Do not worry about a message similar to "feast 0.33.1 requires SQLAlchemy[mypy]<2,>1, but you have sqlalchemy 2.0.20 which is incompatible.": the example notebook will run just fine.
Keep file ../../../../.env
handy, as you will be shortly asked to provide
the Secure Connect Bundle location and the keyspace name defined there.
Create the feature store
The following command starts an interactive creation of the feature store. Choose Astra DB, unless you want to use your on-premise Cassandra cluster:
feast init -t cassandra user_features
Provide the required information, paying attention to the keyspace name (cassio_tutorials
if you went with the defaults).
You can skip the optional parameters altogether.
Client ID and Client Secret
Provide the string literal token
as "Client ID" and the value of
ASTRA_DB_APPLICATION_TOKEN
, found in your .env
, as "Client Secret".
If needed, please refer to these instructions on how to generate a Token for your database.

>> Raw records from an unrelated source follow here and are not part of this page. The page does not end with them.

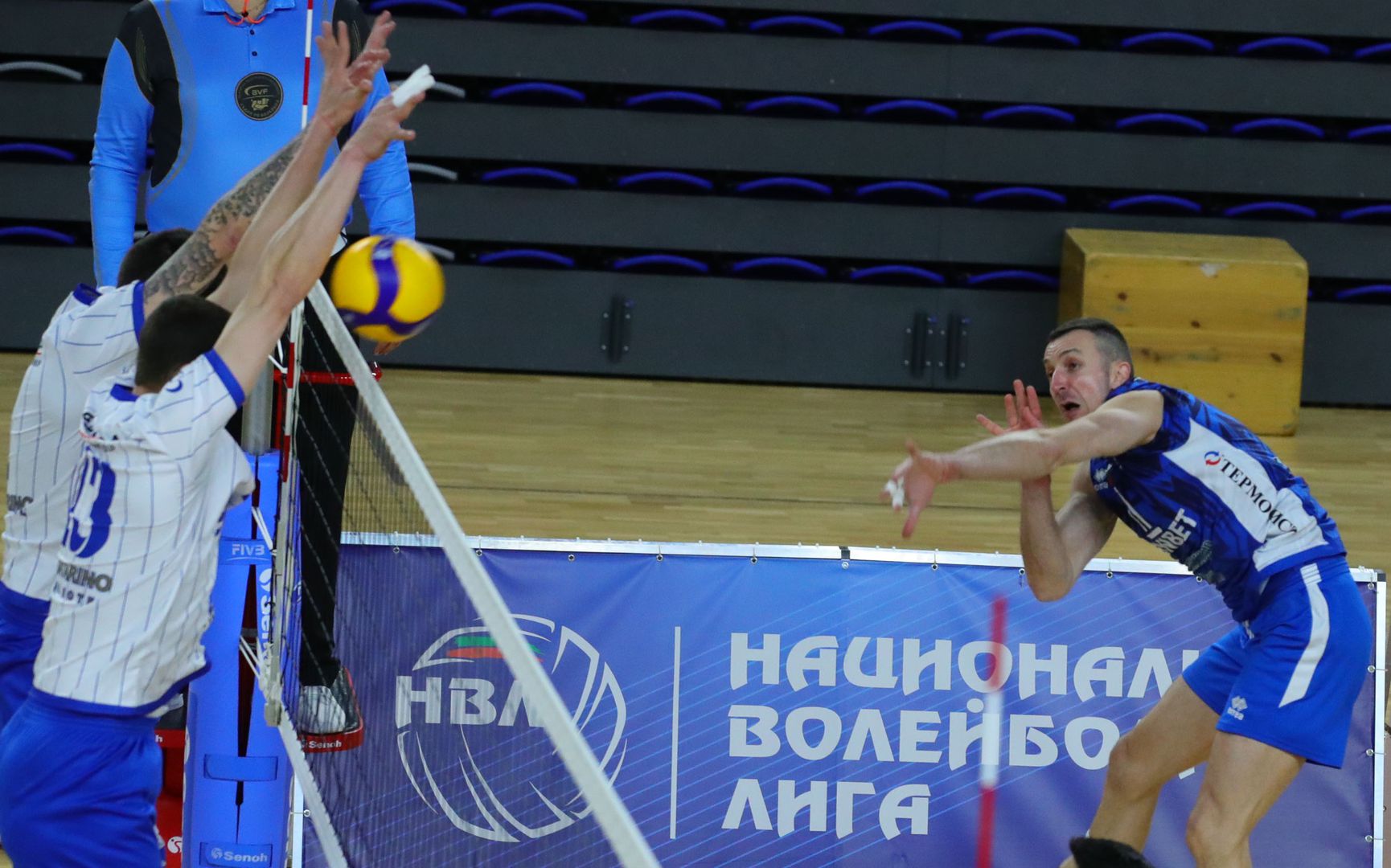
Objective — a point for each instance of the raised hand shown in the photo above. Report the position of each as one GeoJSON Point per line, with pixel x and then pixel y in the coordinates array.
{"type": "Point", "coordinates": [347, 85]}
{"type": "Point", "coordinates": [918, 477]}
{"type": "Point", "coordinates": [383, 127]}
{"type": "Point", "coordinates": [1021, 412]}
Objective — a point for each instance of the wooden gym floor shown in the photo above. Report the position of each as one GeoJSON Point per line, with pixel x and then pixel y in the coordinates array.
{"type": "Point", "coordinates": [628, 460]}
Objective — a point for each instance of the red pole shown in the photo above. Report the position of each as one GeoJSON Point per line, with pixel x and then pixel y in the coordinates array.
{"type": "Point", "coordinates": [991, 768]}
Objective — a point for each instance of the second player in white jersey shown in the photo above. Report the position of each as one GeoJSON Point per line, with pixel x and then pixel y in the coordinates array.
{"type": "Point", "coordinates": [138, 554]}
{"type": "Point", "coordinates": [91, 338]}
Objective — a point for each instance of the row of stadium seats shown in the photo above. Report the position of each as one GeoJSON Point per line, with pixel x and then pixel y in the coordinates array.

A brand new feature store has been created in subdirectory user_features
.
(Note: if you give a different name to your store,
adapt the following commands accordingly.)
Prepare data sources
This command creates the data sources for ingestion by Feast
in the form of two *.parquet
files:
python prepare_feast_data.py
Place the sources within the store, ready to be found by Feast:
mv *.parquet user_features/feature_repo/data/
Replace feature definitions
We have a ready-to-use feature definition file for this store. All you have to do is to copy it over the default one:
cp user_data_feature_definitions.py user_features/feature_repo/example_repo.py
Provision the store backend
This step will trigger Feast to create the required table in your Astra DB:
cd user_features/feature_repo/
feast apply
Materialize data to online store
Now you can have Feast transport the data into the (still empty) tables that constitute the online store:
DATE0=$(date -d "`date` - 10 years" "+%Y-%m-%dT%H:%M:%S")
DATE1=`date "+%Y-%m-%dT%H:%M:%S"`
feast materialize $DATE0 $DATE1
Ready to go
That's it. Now you can run the examples that require the Feast store.